Cuando vio la memoria con el kunai y la diana, superó el problema mediante métodos poco ortodoxos, a su manera. Es cierto: si se centraba en el objetivo, fallaría el tiro todo el tiempo, pero era increíblemente fácil hacerlo si era indirecta. No, esa no es la palabra… Simplemente, lo hizo a su manera. Si no pensaba en ello demasiado, buscando un rodeo, funcionaba. Por extraña que fuera la técnica… funcionaba.

Entonces, quizá la lucha que vio fue parte de su entrenamiento, asimismo. ¿Pero para qué aprendía? No parecía un simple trabajo para ella, se convirtió en shinobi por una razón, pero… ¿cuál? Estaba tratando de mejorar a causa de algo, o… ¿de alguien? Y sentía dolor, y no era un prodigio respecto a habilidades físicas, pero trató de superarlo.

¿Por qué?


Otra escena: un aleteo en el estómago, suave como el ritmo de una mariposa, y sin embargo la intensidad de esas emociones hace que su cuerpo entero tiemble. Es algo feliz, vivaz, tan poderoso que duele. Hay un nombre para esta emoción, este sentimiento… ¿será la palabra… amor? Tiene que serlo. Hace que se sienta tan viva, tan dolorosamente consciente de cada centímetro de su cuerpo, de cada palabra que la voz enuncia, de las heridas que siente en el cuerpo de su antiguo yo.

Y ahí está él, alejándose y envuelto en la oscuridad. Pero ella no quiere que se vaya, porque si eso sucede él hará cosas malas, y su propio odio lo devorará. Detente. ¡Tengo que detenerlo! Y ella corre, a pesar del mareo y las heridas, sus manos tratando de alcanzar, no te vayas, no lo hagas…

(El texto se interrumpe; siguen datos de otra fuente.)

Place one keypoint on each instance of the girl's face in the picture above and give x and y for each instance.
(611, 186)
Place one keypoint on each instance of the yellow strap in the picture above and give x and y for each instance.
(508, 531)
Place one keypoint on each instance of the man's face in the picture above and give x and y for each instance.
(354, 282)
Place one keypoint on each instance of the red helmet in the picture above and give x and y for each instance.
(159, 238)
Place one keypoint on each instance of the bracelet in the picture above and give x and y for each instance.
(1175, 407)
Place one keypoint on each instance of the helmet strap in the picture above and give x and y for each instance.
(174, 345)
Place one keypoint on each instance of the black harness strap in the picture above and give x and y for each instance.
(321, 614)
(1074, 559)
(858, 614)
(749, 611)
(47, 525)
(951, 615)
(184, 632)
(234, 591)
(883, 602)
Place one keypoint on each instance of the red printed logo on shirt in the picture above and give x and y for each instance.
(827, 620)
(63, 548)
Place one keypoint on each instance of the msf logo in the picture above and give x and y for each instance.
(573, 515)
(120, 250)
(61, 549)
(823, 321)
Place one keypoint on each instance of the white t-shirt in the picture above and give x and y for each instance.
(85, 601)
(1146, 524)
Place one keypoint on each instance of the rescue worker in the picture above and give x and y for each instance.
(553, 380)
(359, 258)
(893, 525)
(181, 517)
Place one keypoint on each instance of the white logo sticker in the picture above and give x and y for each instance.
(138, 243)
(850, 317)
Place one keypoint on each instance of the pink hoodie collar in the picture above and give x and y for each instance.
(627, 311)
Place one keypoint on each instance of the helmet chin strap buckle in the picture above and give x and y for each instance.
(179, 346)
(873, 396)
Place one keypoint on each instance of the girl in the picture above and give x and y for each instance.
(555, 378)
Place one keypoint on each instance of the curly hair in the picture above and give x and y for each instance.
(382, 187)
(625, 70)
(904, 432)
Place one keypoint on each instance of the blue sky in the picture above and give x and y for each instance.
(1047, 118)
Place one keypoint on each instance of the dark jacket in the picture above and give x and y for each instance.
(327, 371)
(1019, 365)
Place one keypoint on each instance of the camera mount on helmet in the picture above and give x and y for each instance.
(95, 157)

Sus brazos se cierran en torno al cuerpo de él, y lo sujeta como si le fuera la vida en ello… por su vida, por la de él. Quizá es una decisión estúpida y se volverá contra ella, porque no es lo suficientemente buena, lo suficientemente importante… pero él no lo hace. Y ahí quedan, congelados en un instante del tiempo, las líneas negras en la piel de él retrocediendo; su aura cambia cuando el chakra corrupto vuelve a su sello.

Él se vuelve, y ella lo deja ir, y se miran por lo que parece ser una eternidad. El nombre le viene a la mente de inmediato: Sasuke. Y él… está bien. ¡Lo salvó! No puede leer su expresión, pero hay algo brillando en esos ojos… un destello. Una mano es extendida hacia ella, y la chica traga saliva, nerviosa.

Recuerdo esto… pero no sucedió de este modo.

No, no fue así. El bosque se derrite hasta quedar hecho una mezcla chocante de negro y gris, y carmesí y púrpura. Sus ojos… ¡su mano! Se cierra en torno a su garganta, apretando dolorosamente, haciendo que sea imposible respirar. La sujeta contra el suelo, pesa demasiado. Y hay algo en la otra mano, algo que se retuerce, hecho de pura oscuridad.

Con un movimiento fluido, le atraviesa el corazón con el puño, y ella suelta un gemido estrangulado, sintiendo los tentáculos extenderse a través de su cuerpo, por todas partes, atrapándola y arrastrándola hacia abajo, a la oscuridad… con él.


Ella lucha, pero es imposible escapar. No puede moverse, pero puede sentir cosas que hacen que se le revuelva el estómago. Él está… ¿qué está haciendo? ¿Será una especie de castigo? ¿Por qué se siente tan horrible y desgarrador? Es… como ser retorcida en las manos de un marionetista demente.

Ningyo.

Eso es. Siempre ha sido una marioneta, bailando para él. Y ahora hizo algo que a él no le gustó, algo… que le hizo perder el equilibrio interno. Quizá es que estaba enfadado y ella se entrometió, pero no la mató. No, esta oscuridad… está en su propio corazón, en su alma. Eso es lo que le hizo.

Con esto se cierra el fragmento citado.